Residency was a different ball game altogether. From eating whenever you can the rule was “you’ve chosen the wrong profession if you are asking for a lunch break”. I honestly don’t remember ever carrying a tiffin or having lunch. My breakfast memories too are hazy, the only meals I remember having was the dinner and drinks me and my batch mates would take to find sanity after our torturous hours of work in the day. Needless to say this quickly led my nutrition deprived anorexic body frame to build up to an unhealthy obese frame. Beer belly is not a joke! The occasional lunches I remember having were traumatic as I’d be in constant fear that my seniors would find me taking a quick snack, you see the rule was “you do not eat before your senior does”. So it was a constant hide and seek game and no meal would go interrupted without at least two ward calls even if you’re not on duty. The mind has fun ways of dealing with trauma and mine very obviously chose to shut them away in a “forget-me” box inside my scarred brain. Remember the story of how my internal medicine professor taught me that when you’re a senior, your role is to take care of your sub-ordinates and lead by example? Yeah that took a 180 degree turn for me as the rule during residency was “when you’re a junior you buy tea and snacks during the day and drinks at five star hotels of your professor’s choice at night”. OPD would have patients close to three digit numbers and we as juniors would have to see the bulk of those cases, while running down the entire OPD taking orders for tea and snacks before the ‘aayamma’ would leave with her food tray. That wasn’t even the worst part, this so called ‘tea- break’ would basically be our professors and head of the department sitting on a chair having tea, while the residents stood around them. The rest of this ‘tea-break’ would be cherry picking each resident and grinding them with questions or asking personal questions and poking fun at him/her, the smart ones learned to deviate this ritual by praising our professors’ most recent surgery or class that they would’ve taken that morning etc… you get the drift. Most of us never got to have that tea we paid for, I personally found the hot seat questions with hot tea in my hands during the hot summers of Chennai too much for me to handle.

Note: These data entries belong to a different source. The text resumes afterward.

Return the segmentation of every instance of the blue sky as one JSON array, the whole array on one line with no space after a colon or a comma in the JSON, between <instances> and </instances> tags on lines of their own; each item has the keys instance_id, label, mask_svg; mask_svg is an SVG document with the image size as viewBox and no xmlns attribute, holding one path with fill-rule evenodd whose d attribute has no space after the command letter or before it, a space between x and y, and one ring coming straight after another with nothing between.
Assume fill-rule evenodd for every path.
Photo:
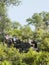
<instances>
[{"instance_id":1,"label":"blue sky","mask_svg":"<svg viewBox=\"0 0 49 65\"><path fill-rule=\"evenodd\" d=\"M18 21L22 25L26 24L26 19L34 13L48 11L49 0L21 0L22 3L18 7L8 7L8 17L12 21Z\"/></svg>"}]
</instances>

So where am I right now? Well, at the cooperate hospital where I work in, one of the best in its business is busy, in spite of it’s great infrastructure one would assume a ‘break room’ in the OPD is not too much to ask for? I find the habit of eating on the same desk you saw a patient just five minutes ago slightly unnerving adding to the fact that most of us bring foods with strong odours and do not really have much etiquette when it comes to ‘In-OPD’ dining. I’m still at a much better place though, I eat my meals on time, bring my own home cooked healthy meals to work and with regular exercise of the body and mind (no narcissistic professors around me), my world is bright again. The medical profession has a long way to go and refine our shoddy behaviours and toxic work ethics but I hope to see a future where the seniors and juniors have their meals together, peacefully and on time where we talk about medicine and laugh whole heartedly at a funny cat video in a well maintained break room. Cheers to that vision indeed!